Maine, New Hampshire, Vermont, Rhode Island, Massachusetts, and New York are filing a provision "which requires the EPA to craft agreements to resolve multistate pollution issues, triggers a mandatory process for the EPA to control the atmospheric deposition of mercury that makes fish throughout the Northeast unsafe to eat."
We've heard this argument before in different ways -- but the basics are that even if one state is making great strides in utilizing clean energy to fight global warming and protect their air and water, other states' inactivity or further use of coal-fired power plants can negate that work. And many states have made the argument before that building a coal-fired power plant in one state will affect the quality of life in others.
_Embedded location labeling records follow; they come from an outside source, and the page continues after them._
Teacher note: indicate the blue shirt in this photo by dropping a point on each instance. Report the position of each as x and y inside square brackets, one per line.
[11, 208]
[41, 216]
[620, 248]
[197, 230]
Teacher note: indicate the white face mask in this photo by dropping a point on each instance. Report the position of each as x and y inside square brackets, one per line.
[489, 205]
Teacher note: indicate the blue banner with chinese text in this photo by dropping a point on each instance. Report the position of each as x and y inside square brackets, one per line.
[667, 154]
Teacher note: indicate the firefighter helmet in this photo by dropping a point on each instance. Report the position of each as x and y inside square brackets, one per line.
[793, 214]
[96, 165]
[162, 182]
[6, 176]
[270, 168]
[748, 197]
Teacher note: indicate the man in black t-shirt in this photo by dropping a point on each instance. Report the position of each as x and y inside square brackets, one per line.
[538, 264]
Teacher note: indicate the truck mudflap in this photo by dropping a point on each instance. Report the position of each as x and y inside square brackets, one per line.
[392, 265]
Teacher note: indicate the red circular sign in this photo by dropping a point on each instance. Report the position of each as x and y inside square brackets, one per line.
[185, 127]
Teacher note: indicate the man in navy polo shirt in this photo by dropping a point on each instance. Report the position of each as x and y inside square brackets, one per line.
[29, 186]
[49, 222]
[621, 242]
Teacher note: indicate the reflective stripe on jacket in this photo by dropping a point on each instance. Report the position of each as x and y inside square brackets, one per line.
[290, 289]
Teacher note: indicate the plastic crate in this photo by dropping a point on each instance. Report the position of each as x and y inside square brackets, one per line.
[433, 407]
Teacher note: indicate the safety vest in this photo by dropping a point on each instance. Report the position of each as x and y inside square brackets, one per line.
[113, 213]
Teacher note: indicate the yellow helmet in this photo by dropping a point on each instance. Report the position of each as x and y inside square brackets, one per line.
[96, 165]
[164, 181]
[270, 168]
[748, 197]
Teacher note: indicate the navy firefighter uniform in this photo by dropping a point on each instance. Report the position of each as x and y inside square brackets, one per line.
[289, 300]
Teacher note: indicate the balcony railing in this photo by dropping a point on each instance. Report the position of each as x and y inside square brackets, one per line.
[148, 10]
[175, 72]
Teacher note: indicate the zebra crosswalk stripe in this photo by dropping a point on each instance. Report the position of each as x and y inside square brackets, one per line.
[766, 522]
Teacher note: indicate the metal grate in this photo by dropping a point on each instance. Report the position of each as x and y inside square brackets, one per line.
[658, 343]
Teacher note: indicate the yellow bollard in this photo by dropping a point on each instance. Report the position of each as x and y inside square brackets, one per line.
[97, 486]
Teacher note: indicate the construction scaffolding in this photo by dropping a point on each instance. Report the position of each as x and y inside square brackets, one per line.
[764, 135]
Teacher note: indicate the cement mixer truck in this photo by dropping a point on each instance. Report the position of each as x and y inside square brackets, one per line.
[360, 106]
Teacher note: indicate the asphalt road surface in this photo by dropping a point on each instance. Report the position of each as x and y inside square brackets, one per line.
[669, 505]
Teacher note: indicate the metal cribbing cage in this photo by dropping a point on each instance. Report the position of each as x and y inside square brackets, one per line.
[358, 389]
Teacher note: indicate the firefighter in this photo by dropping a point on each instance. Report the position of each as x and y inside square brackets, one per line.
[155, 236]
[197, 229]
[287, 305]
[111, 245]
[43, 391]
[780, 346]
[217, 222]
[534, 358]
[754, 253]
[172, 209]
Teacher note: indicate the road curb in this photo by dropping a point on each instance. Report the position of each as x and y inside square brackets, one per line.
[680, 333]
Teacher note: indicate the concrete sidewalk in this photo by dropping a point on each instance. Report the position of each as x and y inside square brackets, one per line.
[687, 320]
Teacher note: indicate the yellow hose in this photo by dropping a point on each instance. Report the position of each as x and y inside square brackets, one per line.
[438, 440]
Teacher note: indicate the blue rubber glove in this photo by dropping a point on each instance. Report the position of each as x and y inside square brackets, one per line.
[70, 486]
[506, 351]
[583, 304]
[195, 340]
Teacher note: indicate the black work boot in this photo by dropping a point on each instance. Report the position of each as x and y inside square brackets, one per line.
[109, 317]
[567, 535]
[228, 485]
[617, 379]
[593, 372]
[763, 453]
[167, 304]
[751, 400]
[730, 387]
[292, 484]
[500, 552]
So this move by the Northeastern states is not only a great way to force the EPA to do its job, but it also highlights how the problem of mercury emissions affects all Americans, no matter where the coal-fired power plant is.
Coal-fired power plants emit 42% of the country's industrial mercury pollution. When coal plants release mercury into our air, it rains down into our lakes, rivers and streams. The toxic mercury then makes it into our bodies via contaminated fish.
Mercury pollution causes brain damage and other developmental problems in unborn children and infants, and has been linked to a greater risk of coronary heart disease in men.
Yet coal-fired power plants keep resisting mercury regulations, claiming that mercury pollution sources can't be tracked.
But wait just a minute -- there are scientists also working now to discover the exact power plant and coal sources of mercury emissions -- as explained in this interesting article from the Christian Science Monitor. One article highlight:
"The new method relies on the ratio of mercury isotopes -- mercury atoms with differing numbers of neutrons -- to find where the mercury originates. Scientists gather coal from fields around the world, burn it, capture the escaping mercury, and determine its unique isotopic 'fingerprint,' says Joel Blum, a professor of geological sciences at the University of Michigan, Ann Arbor..."
Building new coal plants will only increase mercury pollution. -- yet another reason to oppose new coal plants and instead focus on increasing our reliance on clean energy. It's also another reason to push for more mercury regulation, much like the Northeastern states are doing.